Lors de son introduction parmi les drogues émergentes à la fin des années 90, la kétamine « mythique » a plutôt une « mauvaise réputation » : « une drogue dangereuse », « un anesthésique de cheval » pour des « expérimentateurs fous ». En outre, ses effets « dissociatifs », « euphorisants », « hallucinogènes », d’ « ivresse cotonneuse » tendent à « dissocier » et donc à « isoler l’usager « zombie » du reste du groupe ». Cela n’est pas dans l’esprit de « communauté » recherché dans les milieux festifs où elle était le plus souvent consommée. Son image était donc plutôt négative. Sa consommation était rare et circonscrite.
Mais, depuis quelques années, « son statut de médicament rassure ». Ses effets sont mieux maîtrisés et à petites doses. L’image est donc devenue beaucoup plus positive. La brièveté de ses effets (20 à 40 minutes) est un atout. D’autant qu’elle n’est pas détectée dans les tests salivaires si un usager prend sa voiture après une consommation de kétamine.
Elle est « sniffée » sous forme de poudre par 75 % de ses usagers, plus rarement injectée (32 % des usagers). La voie injectable, plus difficile à maîtriser, a beaucoup régressé. La voie orale n’est presque plus employée (5 % des usagers).

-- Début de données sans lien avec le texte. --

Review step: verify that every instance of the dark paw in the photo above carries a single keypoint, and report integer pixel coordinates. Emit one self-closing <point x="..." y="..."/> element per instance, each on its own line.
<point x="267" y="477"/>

La kétamine n’induit pas de dépendance contrairement à d’autres drogues. Et les risques sanitaires liés aux effets pharmacologiques directs (pertes de conscience, comas à hautes doses) sont en nombre réduit. Son danger est réel, mais surtout indirect. Les affections les plus fréquentes associées à cette drogue sont des blessures, coupures, fractures liées au comportement d’ « ivresse kétaminée ». Les lésions sont d’autant plus graves parfois que l’usager « halluciné » sous kétamine « ne ressent pas la douleur » et subi des troubles de la vision. Toutefois, elle n’est pratiquement jamais citée par ses usagers (0,3 %) comme étant une substance à problème. Une réputation de « drogue sûre ».
En 2012, 8,6 % des usagers des centres spécialisés d’accueil déclarent avoir consommé de la kétamine dans le dernier mois, contre 7,4 % en 2010, et moins encore les années précédentes. Cette prévalence nationale de 8,6 % est très variable selon les régions. Elle serait quasi inexistante à Paris et en Ile-de-France (< 3 %) mais beaucoup plus fréquent à Bordeaux (17 %) ou à Rennes (16 %).
Les usagers de kétamine sont des polyusagers. Ils ont consommé 7,5 substances différentes durant le dernier mois précédant leur accueil contre 3,6 substances différentes pour les non-usagers de kétamine. Les consommateurs de kétamine sont donc aussi des usagers d’opiacés, de cocaïne, d’amphétamines, de MDMA, LSD…
L’approvisionnement en kétamine ne fait pas (encore) l’objet d’un trafic structuré. Les quantités saisies sont très peu élevées : 4 kg en 2013, 65 kg en 2008 ou 100 g en 2011. Elles ne sont donc pas vraiment en augmentation, mais très variables d’une année à l’autre. Sa disponibilité est d’ailleurs cyclique avec des périodes d’abondance puis de fréquentes pénuries. Quand elle est disponible, elle se négocie autour de 40 à 50 euros le gramme.
La provenance de la kétamine reste floue. Mais elle est principalement importée du Royaume-Uni, d’Inde (en bidons d’un à dix litres provenant de pharmacies indiennes), d’Asie ou d’Espagne (dans la région de Bordeaux). La kétamine d’origine vétérinaire ou hospitalière est connue et réputée plus pure. Mais les quantités ainsi détournées sont très limitées. Cette origine semble donc marginale dans la consommation de cette drogue.
Au global, l’observatoire français des drogues s’inquiète de la banalisation de la kétamine en France. De la drogue d’initiés où elle était cantonnée, elle diffuse dans des populations de plus en plus jeunes où elle semble être plus facilement disponible que par le passé. L’observatoire en demande donc une surveillance accrue. D’où probablement le projet de la classer comme stupéfiant sous toutes ses formes.